Although I am familiar with RNA-seq workflow for n<20, this is my first time handling a large set of RNA-seq data. These are tumor (and matched normals) RNA-seq.
Are there any automated pipelines that are commonly used in the field for pre-alignment QC, alignment, post-alignment QC for a large set of RNA-seq data?

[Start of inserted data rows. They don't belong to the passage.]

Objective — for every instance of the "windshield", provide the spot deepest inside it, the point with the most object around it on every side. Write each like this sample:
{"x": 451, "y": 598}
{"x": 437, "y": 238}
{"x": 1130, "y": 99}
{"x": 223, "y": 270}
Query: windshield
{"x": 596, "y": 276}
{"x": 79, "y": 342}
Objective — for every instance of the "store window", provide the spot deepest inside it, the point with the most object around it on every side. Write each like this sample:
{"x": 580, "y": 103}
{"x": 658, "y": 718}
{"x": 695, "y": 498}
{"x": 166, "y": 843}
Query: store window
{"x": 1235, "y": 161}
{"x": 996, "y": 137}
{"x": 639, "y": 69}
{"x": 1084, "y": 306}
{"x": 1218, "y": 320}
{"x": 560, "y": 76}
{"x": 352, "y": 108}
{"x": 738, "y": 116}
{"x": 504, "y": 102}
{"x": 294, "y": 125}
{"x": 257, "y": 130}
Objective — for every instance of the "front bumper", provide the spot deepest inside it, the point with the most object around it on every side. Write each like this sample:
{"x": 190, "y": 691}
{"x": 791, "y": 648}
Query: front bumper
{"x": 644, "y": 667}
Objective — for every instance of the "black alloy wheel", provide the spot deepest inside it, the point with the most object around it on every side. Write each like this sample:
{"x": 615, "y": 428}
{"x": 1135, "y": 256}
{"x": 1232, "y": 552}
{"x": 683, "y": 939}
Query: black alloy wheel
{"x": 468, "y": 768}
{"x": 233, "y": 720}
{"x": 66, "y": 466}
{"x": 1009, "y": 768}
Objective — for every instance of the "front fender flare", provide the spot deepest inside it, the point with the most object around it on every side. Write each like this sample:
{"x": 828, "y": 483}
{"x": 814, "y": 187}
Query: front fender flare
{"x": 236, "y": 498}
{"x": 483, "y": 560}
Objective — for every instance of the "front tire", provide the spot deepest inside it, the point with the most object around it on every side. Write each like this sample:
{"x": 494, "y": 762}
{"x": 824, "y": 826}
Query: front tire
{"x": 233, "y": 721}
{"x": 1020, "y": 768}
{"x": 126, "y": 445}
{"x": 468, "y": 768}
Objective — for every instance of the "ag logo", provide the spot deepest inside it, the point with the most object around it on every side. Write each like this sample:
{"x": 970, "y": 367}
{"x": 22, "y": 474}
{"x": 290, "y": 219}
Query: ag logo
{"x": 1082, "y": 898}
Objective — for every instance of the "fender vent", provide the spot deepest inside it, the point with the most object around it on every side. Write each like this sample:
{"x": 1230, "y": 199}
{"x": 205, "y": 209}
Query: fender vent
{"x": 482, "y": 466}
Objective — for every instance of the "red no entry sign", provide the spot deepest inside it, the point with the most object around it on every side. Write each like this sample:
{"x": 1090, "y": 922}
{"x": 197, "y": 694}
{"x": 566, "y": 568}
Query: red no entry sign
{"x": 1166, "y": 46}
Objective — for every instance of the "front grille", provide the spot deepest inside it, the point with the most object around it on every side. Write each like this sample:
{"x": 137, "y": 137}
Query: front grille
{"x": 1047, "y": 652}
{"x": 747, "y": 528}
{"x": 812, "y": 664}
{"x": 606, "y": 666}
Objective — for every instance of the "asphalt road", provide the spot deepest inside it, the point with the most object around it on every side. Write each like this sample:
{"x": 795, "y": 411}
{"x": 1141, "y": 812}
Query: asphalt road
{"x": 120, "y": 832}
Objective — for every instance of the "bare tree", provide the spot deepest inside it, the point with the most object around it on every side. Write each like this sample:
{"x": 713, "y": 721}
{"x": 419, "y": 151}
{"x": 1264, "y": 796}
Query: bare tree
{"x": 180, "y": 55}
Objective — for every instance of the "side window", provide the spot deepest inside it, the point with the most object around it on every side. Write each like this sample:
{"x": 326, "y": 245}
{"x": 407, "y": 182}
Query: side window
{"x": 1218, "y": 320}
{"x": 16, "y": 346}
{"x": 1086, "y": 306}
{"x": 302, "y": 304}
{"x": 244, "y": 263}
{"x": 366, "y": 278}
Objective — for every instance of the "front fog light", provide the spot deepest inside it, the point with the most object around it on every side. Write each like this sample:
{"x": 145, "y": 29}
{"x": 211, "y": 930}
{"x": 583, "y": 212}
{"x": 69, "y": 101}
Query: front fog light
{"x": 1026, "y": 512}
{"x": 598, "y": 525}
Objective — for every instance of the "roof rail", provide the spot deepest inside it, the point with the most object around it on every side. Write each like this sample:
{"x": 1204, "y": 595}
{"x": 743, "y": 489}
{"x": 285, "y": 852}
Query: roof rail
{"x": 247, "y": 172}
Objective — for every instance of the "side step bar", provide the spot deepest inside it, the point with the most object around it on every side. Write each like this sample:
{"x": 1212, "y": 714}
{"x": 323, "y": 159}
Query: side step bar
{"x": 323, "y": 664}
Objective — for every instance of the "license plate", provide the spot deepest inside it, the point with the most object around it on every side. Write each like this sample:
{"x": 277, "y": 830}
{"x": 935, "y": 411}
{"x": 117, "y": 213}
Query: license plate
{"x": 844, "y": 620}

Two areas that I am having difficulty automating are:
[cutadapt] Providing an adapter list for both forward and reverse PE strands. I have a single list but I do not know if cutadapt will automatically reverse the adapter sequences. Also determining a value for
-overlap=LENGTH
. I may use BBMap in place of cutadapt.cutadapt -q 10,10 -a "${adapter}" -A "${adapter}" -o "${file1%_1.fastq}_1_trimmed.fastq" -p "${file2%_2.fastq}_2_trimmed.fastq" "${file1}" "${file2}"
[TopHat2] Providing
--mate-inner-dist
and--mate-std-dev
- as these will vary from sample to sample.tophat -p 10 --mate-inner-dist {} --mate-std-dev {} --no-coverage-search --output-dir "${file}" --transcriptome-index
Also using cutadapt I am trimming bases of quality score <10. Is this acceptable if I'm going to filter variants that are <30 MQ and <20 QUAL using snpSift?